Apenas o rombo da Previdência aumentou R$ 27,7 bilhões de um mês para outro. O setor público consolidado (Governo Central, Estados, municípios e estatais, com exceção de Petrobras e Eletrobras) apresentou déficit primário de R$ 65,508 bilhões em junho. Em maio deste ano, havia sido registrado déficit de R$ 15,541 bilhões e, em junho de 2020, déficit de R$ 188,682 bilhões.
"Já na comparação com o ano passado, o resultado melhorou bastante porque tivemos em junho 2020 o maior déficit fiscal da história para o mês, em função dos gastos para enfrentar a pandemia de covid-19.
Além dessas despesas, em junho do ano passado estávamos no momento mais agudo da crise, com queda na arrecadação e diferimento de tributos", completou.
Rocha apontou ainda que a melhora no superávit dos governos regionais se deve ao crescimento da arrecadação de tributos e aos repasses da União para Estados e municípios.O resultado fiscal de junho foi composto por um déficit de R$ 75,083 bilhões do Governo Central (Tesouro Nacional, Banco Central e INSS).

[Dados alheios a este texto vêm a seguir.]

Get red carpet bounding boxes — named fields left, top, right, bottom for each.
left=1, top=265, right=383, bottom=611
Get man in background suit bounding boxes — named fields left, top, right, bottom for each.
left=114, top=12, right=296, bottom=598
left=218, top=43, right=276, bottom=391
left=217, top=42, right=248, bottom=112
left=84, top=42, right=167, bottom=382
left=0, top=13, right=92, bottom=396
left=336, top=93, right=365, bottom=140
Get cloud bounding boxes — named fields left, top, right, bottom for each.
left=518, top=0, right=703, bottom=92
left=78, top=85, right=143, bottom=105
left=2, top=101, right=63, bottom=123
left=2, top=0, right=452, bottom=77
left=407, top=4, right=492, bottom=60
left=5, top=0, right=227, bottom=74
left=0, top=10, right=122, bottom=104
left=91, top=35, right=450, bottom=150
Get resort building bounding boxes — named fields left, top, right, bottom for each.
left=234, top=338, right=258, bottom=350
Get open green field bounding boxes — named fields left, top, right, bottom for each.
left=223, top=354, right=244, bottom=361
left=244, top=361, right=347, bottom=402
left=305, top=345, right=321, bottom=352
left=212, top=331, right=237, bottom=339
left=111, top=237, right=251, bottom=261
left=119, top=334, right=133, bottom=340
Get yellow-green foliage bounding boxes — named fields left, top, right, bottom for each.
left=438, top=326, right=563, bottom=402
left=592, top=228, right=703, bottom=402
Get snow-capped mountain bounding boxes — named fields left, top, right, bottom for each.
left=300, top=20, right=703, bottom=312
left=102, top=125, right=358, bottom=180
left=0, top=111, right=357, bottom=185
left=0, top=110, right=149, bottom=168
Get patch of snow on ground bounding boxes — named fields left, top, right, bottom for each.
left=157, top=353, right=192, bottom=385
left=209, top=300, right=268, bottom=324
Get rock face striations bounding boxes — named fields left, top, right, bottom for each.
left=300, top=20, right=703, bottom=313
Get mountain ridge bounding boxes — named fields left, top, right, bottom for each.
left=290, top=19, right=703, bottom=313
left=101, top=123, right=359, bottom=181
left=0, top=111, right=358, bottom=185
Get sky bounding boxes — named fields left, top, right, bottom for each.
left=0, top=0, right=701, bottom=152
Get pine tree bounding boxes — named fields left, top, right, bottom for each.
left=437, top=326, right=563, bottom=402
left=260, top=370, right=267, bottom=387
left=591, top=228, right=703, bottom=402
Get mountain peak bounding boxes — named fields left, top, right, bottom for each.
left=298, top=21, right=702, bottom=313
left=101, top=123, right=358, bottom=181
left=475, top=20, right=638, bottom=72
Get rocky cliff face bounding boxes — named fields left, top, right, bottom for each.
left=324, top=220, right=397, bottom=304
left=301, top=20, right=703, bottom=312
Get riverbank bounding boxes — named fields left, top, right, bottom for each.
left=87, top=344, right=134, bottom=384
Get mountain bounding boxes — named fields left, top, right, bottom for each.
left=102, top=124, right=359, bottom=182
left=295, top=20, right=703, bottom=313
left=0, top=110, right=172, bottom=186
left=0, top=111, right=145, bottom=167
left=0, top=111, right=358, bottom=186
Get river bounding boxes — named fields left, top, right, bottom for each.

Já os governos regionais (Estados e municípios) influenciaram o resultado positivamente com R$ 8,391 bilhões no mês.
Enquanto os Estados registraram um superávit de R$ 7,541 bilhões, os municípios tiveram resultado positivo de R$ 850 milhões. As empresas estatais registraram superávit primário de R$ 1,183 bilhão.
Pagamento de juros
Fernando Rocha também disse que o ganho de R$ 21,7 bilhões do BC com swaps cambiais ajudou a reduzir a conta de juros do setor público em junho. O setor público consolidado teve despesas de R$ 10,086 bilhões com os juros da dívida pública em junho, após ter encerrado maio com gastos de R$ 21,897 bilhões. Segundo Rocha, sem esse efeito dos swaps, o pagamento de juros teria sido de R$ 32 bilhões no mês passado.
"Sem esse efeito dos swaps cambiais, teria havido um aumento da conta de juros tanto em relação a maio quanto em relação a junho do ano passado, devido ao aumento da Selic e da inflação", completou Rocha.
Dívida
O chefe do Departamento de Estatísticas do Banco Central afirmou que o aumento de 1,1 ponto porcentual da dívida líquida em proporção Produto Interno Bruto (PIB) do de maio para junho se deve principalmente ao déficit nominal R$ 75,6 bilhões no mês passado.
A Dívida Líquida do Setor Público (DLSP) passou de 59,8% (dado revisado) para 60,9% do PIB em junho. A DLSP atingiu R$ 4,878 trilhões. A dívida líquida apresenta valores menores que os da dívida bruta porque leva em consideração as reservas internacionais do Brasil.
"Outro efeito que explica o aumento da dívida líquida em junho foi a apreciação cambial de 4,4% no mês", afirmou. "Já o aumento do PIB nominal no mês puxou a dívida para baixo, contrabalançando esses efeitos e equilibrando um pouco a alta da DLSP", completou.
Já a Dívida Bruta do Governo Geral (DBGG) fechou junho aos R$ 6,729 trilhões, o que representa 84,0% do PIB. Apesar de o endividamento ter crescido nominalmente, o porcentual, divulgado nesta sexta pelo Banco Central, é menor que os 84,6% de maio (dado revisado).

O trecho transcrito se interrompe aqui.